Tuttavia sono molto più tragiche di qualsiasi film catastrofico mai diffuso nelle sale cinematografiche o nei circuiti televisivi.
Ma forse alla maggior parte degli spettatori, sia giovani che adulti, si richiede un notevole sforzo di concentrazione per immedesimarsi e cogliere la differenza fra l'origine dei due tipi di immagini, gli "effetti speciali" incredibilmente realistici, e le riprese di scene di vita attuale.
Chi scrive, invece, anche soltanto attraverso i suoni che riceve dal teatro di guerra e dai luoghi di distruzione, viene ripiombato istantaneamente dalla memoria a lungo termine a rivivere le esperienze vissute quando aveva otto anni; immagini e rumori che in tutti questi decenni non si sono mai riaffacciati a mordere lo stomaco e a far riaffiorare il sudore gelido della paura, sensazioni che si credevano sepolte per sempre nel provvidenziale oblio del tempo.

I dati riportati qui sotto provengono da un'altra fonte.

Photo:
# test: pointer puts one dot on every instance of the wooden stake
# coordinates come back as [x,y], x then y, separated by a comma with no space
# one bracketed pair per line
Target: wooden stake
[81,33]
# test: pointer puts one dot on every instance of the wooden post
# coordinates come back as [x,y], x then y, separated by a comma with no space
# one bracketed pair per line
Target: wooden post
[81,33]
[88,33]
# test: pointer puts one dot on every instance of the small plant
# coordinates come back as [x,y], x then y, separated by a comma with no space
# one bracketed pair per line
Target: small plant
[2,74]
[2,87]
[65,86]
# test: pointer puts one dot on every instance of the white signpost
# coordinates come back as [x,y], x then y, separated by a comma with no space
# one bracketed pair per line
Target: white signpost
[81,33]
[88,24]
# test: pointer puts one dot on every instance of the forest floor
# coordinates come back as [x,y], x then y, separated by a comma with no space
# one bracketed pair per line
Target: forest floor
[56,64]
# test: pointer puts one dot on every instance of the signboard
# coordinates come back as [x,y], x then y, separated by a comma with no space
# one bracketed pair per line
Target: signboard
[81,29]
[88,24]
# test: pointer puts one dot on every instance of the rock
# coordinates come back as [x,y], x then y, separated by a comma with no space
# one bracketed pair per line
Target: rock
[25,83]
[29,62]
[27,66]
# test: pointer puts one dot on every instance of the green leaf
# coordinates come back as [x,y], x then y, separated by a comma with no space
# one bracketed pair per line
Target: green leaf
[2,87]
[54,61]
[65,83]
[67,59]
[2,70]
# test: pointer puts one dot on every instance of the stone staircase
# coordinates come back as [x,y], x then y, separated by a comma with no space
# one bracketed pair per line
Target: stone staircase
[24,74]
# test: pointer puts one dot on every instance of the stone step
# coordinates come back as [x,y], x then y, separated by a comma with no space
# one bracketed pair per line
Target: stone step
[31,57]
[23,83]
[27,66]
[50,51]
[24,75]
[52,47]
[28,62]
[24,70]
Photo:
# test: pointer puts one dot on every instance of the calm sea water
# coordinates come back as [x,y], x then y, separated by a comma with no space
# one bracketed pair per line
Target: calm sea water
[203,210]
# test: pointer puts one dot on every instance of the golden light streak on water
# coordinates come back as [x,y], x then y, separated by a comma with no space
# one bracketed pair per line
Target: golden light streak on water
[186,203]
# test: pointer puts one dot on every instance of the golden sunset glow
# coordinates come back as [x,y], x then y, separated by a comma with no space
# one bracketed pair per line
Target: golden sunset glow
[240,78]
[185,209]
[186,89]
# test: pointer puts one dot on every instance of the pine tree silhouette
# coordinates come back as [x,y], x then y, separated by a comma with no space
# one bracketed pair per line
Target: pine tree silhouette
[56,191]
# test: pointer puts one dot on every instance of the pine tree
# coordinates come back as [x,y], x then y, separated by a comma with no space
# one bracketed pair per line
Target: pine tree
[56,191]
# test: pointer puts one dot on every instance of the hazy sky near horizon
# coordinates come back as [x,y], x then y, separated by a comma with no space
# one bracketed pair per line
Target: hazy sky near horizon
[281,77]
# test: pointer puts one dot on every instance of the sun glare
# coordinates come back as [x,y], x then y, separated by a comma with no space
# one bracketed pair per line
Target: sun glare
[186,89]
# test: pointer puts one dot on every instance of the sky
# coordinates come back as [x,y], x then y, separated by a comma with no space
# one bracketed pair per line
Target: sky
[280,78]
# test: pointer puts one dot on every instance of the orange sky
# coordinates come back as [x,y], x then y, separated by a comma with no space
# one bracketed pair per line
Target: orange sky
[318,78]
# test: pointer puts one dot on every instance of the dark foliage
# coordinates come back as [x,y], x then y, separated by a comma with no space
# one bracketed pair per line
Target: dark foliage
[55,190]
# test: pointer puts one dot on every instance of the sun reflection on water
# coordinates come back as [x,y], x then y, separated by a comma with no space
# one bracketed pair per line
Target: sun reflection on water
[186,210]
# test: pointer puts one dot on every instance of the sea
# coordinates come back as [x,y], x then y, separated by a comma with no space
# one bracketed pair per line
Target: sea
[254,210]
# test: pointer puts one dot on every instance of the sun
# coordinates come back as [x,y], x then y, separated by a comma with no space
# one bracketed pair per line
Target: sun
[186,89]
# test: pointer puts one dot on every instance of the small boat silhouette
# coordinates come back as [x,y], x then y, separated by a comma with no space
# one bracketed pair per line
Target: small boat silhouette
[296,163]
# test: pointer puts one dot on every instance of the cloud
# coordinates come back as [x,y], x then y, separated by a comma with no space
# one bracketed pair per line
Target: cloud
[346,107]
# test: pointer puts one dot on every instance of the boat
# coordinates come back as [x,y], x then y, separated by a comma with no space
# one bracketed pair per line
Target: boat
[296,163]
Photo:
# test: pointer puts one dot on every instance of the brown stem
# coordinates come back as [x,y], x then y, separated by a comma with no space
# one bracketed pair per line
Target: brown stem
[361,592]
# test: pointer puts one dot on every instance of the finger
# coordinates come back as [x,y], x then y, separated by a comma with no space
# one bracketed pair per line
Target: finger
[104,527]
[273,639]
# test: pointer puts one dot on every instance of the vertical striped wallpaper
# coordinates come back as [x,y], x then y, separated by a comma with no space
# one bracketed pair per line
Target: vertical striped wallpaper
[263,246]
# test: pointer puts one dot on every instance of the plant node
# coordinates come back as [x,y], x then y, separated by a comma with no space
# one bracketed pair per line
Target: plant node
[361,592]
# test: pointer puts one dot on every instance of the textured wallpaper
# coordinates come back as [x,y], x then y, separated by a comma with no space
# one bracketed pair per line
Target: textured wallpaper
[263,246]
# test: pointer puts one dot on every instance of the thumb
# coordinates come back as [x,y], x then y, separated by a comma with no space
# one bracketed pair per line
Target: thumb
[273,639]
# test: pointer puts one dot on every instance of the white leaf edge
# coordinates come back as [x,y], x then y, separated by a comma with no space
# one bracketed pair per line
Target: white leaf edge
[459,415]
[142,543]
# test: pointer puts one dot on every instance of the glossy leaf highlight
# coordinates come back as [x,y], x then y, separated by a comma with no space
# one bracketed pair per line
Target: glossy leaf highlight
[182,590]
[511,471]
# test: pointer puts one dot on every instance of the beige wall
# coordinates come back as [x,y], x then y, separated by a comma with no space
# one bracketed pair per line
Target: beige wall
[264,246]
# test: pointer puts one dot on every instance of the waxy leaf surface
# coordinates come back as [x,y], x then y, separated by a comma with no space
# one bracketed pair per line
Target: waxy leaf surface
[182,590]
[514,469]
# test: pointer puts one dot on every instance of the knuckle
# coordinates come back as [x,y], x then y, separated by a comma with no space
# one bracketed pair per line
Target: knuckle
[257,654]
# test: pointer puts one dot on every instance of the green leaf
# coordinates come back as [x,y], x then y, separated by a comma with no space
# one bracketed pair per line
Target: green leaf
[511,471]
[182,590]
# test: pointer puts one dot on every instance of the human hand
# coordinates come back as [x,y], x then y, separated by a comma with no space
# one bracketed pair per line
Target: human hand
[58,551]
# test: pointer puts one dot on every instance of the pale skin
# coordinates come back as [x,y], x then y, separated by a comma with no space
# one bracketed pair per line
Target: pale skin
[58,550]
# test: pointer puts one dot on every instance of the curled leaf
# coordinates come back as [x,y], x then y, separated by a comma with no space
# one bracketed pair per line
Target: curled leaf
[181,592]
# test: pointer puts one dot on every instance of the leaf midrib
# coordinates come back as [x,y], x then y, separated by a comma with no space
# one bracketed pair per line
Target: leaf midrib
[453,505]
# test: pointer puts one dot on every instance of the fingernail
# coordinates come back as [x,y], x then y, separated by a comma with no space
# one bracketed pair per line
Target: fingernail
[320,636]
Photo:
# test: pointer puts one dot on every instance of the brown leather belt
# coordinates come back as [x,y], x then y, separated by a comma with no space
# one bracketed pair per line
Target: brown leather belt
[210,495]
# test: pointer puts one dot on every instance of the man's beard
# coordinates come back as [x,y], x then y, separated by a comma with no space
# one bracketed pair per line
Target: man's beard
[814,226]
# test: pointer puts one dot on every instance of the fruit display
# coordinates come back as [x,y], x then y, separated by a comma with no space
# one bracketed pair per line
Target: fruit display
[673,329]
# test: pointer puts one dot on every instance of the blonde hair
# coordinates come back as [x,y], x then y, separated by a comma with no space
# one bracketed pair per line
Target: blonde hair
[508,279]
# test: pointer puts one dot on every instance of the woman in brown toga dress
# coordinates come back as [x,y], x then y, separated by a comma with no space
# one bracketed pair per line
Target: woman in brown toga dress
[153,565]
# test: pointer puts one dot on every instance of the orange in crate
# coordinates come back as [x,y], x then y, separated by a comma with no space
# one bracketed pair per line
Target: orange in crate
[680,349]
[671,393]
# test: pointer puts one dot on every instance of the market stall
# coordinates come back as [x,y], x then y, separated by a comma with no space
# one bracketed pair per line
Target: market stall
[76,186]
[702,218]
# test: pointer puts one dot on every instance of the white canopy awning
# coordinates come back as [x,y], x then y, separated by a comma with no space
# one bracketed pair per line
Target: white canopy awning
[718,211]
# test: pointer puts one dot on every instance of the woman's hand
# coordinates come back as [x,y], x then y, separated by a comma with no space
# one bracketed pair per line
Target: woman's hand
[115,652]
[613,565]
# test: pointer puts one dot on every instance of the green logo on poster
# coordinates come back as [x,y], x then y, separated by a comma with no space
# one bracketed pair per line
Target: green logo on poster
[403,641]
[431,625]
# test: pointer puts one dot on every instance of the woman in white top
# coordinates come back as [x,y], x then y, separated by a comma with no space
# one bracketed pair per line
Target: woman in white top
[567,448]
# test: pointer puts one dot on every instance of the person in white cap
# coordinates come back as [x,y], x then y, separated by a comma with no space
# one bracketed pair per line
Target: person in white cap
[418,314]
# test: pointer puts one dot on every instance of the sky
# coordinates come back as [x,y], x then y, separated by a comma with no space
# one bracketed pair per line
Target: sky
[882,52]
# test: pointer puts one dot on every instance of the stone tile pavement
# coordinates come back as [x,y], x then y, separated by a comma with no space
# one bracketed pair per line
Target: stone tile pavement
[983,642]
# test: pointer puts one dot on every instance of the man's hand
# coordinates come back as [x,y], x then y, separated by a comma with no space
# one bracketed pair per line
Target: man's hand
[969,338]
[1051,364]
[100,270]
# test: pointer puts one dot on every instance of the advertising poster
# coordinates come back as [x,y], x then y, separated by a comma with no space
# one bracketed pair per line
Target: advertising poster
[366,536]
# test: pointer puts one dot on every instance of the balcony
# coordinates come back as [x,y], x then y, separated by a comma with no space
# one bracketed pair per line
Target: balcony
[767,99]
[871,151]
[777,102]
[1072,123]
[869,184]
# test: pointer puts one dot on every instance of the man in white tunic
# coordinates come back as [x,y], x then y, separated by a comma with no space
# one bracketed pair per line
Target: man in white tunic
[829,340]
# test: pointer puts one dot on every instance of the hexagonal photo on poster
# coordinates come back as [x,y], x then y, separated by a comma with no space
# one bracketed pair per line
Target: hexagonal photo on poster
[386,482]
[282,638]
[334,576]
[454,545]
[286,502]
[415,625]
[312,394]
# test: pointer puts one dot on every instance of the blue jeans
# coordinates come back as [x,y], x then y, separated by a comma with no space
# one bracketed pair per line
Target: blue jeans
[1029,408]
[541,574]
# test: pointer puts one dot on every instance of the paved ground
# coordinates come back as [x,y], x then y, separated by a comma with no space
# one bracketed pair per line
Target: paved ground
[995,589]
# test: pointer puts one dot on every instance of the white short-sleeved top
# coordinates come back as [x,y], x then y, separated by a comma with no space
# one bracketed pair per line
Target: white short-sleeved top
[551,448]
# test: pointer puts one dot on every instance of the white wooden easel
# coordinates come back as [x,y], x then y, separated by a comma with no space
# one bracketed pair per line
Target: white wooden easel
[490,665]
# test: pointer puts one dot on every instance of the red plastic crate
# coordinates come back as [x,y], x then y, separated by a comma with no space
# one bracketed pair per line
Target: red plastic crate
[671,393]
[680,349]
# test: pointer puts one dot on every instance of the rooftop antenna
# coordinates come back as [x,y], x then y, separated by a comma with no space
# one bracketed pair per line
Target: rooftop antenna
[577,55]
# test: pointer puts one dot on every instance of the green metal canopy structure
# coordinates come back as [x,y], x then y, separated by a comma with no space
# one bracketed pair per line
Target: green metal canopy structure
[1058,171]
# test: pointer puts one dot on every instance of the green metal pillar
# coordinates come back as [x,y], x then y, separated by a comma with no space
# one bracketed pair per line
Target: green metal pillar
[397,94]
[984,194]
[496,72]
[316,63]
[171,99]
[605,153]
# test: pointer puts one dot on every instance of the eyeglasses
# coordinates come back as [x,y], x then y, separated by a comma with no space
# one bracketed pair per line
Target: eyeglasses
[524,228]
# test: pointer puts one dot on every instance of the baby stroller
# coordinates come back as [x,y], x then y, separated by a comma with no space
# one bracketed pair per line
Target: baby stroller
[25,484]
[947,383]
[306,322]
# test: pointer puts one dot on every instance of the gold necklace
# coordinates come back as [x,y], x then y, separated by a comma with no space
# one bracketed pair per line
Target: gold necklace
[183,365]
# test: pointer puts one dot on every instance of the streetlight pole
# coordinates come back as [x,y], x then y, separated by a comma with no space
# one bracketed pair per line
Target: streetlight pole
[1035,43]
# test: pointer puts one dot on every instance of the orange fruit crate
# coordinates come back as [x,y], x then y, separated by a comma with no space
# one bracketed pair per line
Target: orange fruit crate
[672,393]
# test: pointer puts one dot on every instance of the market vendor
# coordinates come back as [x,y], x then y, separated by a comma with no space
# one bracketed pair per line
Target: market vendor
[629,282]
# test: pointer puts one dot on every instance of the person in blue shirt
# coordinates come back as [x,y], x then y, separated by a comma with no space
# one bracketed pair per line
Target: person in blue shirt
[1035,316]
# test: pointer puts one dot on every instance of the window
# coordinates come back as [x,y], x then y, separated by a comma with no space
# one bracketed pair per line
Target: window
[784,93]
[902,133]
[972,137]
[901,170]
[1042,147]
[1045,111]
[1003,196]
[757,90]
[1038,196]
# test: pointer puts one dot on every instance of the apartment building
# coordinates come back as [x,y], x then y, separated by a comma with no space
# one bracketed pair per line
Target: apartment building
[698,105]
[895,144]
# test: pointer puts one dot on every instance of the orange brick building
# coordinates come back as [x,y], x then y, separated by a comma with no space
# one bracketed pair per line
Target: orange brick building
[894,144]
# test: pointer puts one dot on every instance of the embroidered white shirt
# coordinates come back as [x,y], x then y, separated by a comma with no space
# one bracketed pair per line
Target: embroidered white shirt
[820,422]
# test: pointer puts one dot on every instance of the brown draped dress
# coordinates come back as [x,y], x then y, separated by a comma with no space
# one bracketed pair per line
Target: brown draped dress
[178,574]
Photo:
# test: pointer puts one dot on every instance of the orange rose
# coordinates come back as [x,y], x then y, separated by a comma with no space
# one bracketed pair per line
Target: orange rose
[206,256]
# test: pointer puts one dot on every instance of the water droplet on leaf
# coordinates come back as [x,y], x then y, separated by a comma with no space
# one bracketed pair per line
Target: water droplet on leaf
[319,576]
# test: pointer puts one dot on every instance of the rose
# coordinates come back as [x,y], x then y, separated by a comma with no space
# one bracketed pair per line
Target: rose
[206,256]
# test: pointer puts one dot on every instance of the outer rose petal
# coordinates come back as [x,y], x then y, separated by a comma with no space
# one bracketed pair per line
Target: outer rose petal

E invece, ecco, come se a quei tempi fossero esistiti apparecchi digitali, riemergere dalle sinapsi più profonde le registrazioni ad alta fedeltà e ad alta definizione.
Ecco il silenzio irreale in cui cerca di nascondersi una città dopo che si è spento l'eco dell'ultima sirena dell'allarme aereo, con le nostre orecchie spasmodicamente tese a cercare di cogliere il primo ronzio sordo e intermittente dei motori di centinaia di "fortezze volanti", accompagnandolo poi con estrema concentrazione nella sua inesorabile crescita, ma sperando di cogliere il momento in cui inizia a diminuire in intensità e ad abbassarsi di frequenza, segno che la rotta della formazione non passa sopra di noi.
Ma poi c'è una volta in cui il crescendo non si attenua e anzi diventa un rombo assordante che si percepisce anche come vibrazione dentro di noi, mentre il compatto tessuto sonoro comincia ad essere traforato dalle raffiche tamburellanti della contraerea di batterie sempre più vicine, fino a esplodere nel fragore di quella installata sul tetto del palazzo accanto al nostro. E a quel punto sappiamo che dobbiamo sintonizzare l'udito su una frequenza ben più acuta, che buca incredibilmente come uno spillo il frastuono assordante, crescendo di intensità: e ciascun sibilo è una bomba che sta cadendo dal cielo verso una destinazione casuale .
E ci auguriamo di poter udire il boato che, dalla sua forza e dalla maggiore o minore compressione dell'aria nel nostro stomaco, ci farà capire a che distanza è caduta. Già, perché se non sentissimo il boato, ciò significherebbe per noi la fine di tutto.
Meditate gente, perché mentre state leggendo ci sono milioni di persone come voi, come i vostri genitori, come i vostri figli, che si trovano nella situazione di quel bambino che aveva otto anni il 19 luglio 1943 e non si può sapere se è o no un vantaggio il fatto che se a colpirli non sarà una bomba, ma un missile, non avranno neppure il tempo di avere paura e di recitare l'ultima preghiera.